The saw Damascus loyalists retaking the strategic northwestern town of Maaret al-Numan on Wednesday.
Early on Thursday, Russian air strikes hit near a bakery and the Al-Shami clinic in Ariha which is now out of service, the Observatory said.
The monitor says it determines whose planes carried out strikes according to type, location, flight patterns and munitions.
A dust-covered doctor ran out of the clinic screaming following the strike, which partially damaged the facility’s walls, an AFP correspondent reported.
Nearby, three entire buildings had collapsed and several vehicles were reduced to mangled wrecks.
The wailing of women and children rang out as rescue workers searched for corpses beneath the rubble.
Toufic Saado, a paramedic, said he was inside the medical facility when three air strikes ravaged the area.
“The wounded were lying on the floor outside the medical centre,” he said.
Ground offensive
The latest deaths bring to 21 the number of civilians killed by Russian air strikes in Idlib since Wednesday, the Observatory said.
Earlier this month, Russia denied launching any combat operations in the region since a ceasefire it agreed with rebel supporter Turkey went into effect on January 12.
But the truce has since become a dead letter and the number of reported Russian raids has risen sharply in an area dominated by jihadists of the Hayat Tahrir al-Sham alliance.
Turkish President Recep Tayyip Erdogan accused Moscow on Wednesday of “not honouring” several deals intended to avert a broad military offensive in the area.
It was a rare critical remark from Erdogan, who has largely sought to keep good relations with Russian President Vladimir Putin since a 2016 rapprochement.
Thousands of Russian troops are deployed across Syria in support of the army, while a contingent of Russian private security personnel also operates on the ground.
Moscow’s military intervention in 2015, four years into the Syrian conflict, helped keep President Bashar al-Assad in power and started a long, bloody reconquest of territory lost to rebels in the early stages of the war.

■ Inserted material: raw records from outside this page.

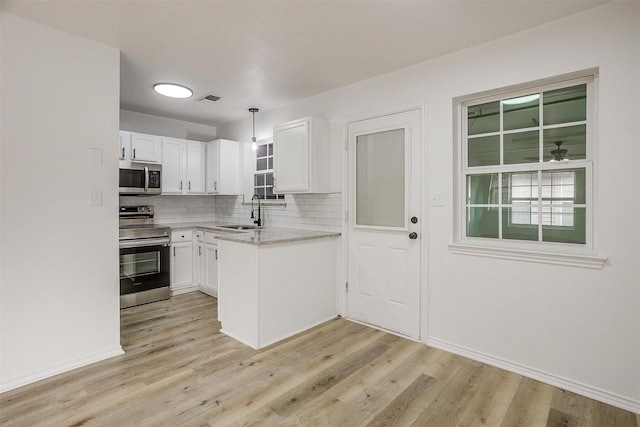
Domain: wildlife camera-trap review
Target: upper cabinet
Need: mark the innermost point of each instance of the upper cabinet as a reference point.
(183, 167)
(301, 156)
(223, 167)
(139, 147)
(125, 145)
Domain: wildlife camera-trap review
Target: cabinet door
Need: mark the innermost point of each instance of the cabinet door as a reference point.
(213, 167)
(195, 168)
(291, 157)
(210, 284)
(172, 166)
(201, 265)
(146, 148)
(125, 145)
(181, 265)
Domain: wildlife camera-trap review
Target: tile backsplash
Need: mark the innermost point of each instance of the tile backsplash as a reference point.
(322, 212)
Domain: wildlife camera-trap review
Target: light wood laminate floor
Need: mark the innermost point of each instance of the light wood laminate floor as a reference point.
(179, 370)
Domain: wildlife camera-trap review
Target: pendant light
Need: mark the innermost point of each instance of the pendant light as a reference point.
(254, 145)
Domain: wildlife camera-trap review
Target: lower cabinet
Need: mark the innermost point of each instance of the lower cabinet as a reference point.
(182, 262)
(207, 263)
(194, 262)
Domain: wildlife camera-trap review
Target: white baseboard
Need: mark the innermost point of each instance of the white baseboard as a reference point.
(605, 396)
(42, 374)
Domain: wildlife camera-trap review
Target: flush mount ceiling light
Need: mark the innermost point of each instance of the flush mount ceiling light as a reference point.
(172, 90)
(521, 100)
(254, 145)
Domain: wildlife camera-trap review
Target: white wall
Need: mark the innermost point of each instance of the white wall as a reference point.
(59, 292)
(154, 125)
(573, 327)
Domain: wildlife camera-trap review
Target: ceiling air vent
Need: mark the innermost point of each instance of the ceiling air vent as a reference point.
(211, 98)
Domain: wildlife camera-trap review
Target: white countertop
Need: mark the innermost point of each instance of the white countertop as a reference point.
(260, 236)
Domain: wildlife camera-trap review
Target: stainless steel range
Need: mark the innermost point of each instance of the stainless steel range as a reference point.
(144, 257)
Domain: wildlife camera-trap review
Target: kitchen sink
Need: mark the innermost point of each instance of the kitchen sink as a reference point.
(240, 227)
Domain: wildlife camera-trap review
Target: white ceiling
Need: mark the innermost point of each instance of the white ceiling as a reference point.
(269, 53)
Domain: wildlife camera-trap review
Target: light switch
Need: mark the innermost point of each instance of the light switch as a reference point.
(96, 197)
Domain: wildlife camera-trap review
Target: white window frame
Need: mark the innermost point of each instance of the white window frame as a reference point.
(582, 255)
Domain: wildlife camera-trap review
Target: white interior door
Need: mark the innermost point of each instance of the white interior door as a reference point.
(383, 222)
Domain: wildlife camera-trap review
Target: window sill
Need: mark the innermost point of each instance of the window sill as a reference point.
(571, 260)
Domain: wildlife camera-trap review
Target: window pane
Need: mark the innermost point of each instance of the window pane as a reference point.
(564, 185)
(573, 232)
(483, 118)
(482, 222)
(522, 112)
(521, 147)
(380, 179)
(483, 189)
(565, 105)
(520, 222)
(484, 151)
(573, 139)
(519, 187)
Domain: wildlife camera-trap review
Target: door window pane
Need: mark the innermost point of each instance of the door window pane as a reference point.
(482, 222)
(380, 179)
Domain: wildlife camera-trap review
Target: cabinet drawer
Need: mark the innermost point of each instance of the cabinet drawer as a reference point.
(210, 238)
(181, 236)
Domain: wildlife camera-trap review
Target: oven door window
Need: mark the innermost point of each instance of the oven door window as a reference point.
(144, 268)
(139, 264)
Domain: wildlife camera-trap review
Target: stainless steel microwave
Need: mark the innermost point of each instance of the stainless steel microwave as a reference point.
(140, 179)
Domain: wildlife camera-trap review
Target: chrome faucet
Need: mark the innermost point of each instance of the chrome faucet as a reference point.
(258, 221)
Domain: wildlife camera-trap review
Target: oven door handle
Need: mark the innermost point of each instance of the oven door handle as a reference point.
(146, 179)
(141, 243)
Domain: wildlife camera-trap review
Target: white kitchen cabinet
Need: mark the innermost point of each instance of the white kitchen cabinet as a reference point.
(223, 167)
(209, 284)
(182, 279)
(183, 166)
(301, 156)
(195, 167)
(270, 292)
(125, 145)
(146, 148)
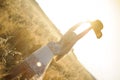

Government forces pushed north from Maaret al-Numan, on Thursday towards the town of Saraqib, whose residents have mostly fled in the face of heavy bombardment.
The front line is now within five kilometres (three miles) of the town, the Observatory said.
Both Maarat al-Numan and Saraqib lie on the key M5 highway connecting the capital Damascus to second city Aleppo.
The road has been in the government’s sights as it seeks to revive a moribund economy ravaged by almost nine years of war.
Some 50 kilometres (30 miles) of the M5 remain outside regime control, the Britain-based Observatory said.
Exodus of civilians
Tens of thousands of civilians have fled the government’s advance, seeking safety closer to the Turkish border further north.
The violence in the northwest has displaced more than 388,000 civilians since December, the United Nations says.
At least 20,000 of them have moved in the past two days, UN undersecretary general for humanitarian affairs Mark Lowcock said on Wednesday.
“Unless the current hostilities stop, we will see an even greater humanitarian catastrophe,” he told the UN Security Council.
Aid groups have warned the latest violence is compounding one of the worst humanitarian disasters of the nine-year war.
Government forces, which now control around 70 percent of Syria, have repeatedly vowed to retake the entire country, including Idlib.
The civil war has killed more than 380,000 people and displaced more than half the country’s population since it erupted following the brutal repression of anti-government protests in 2011.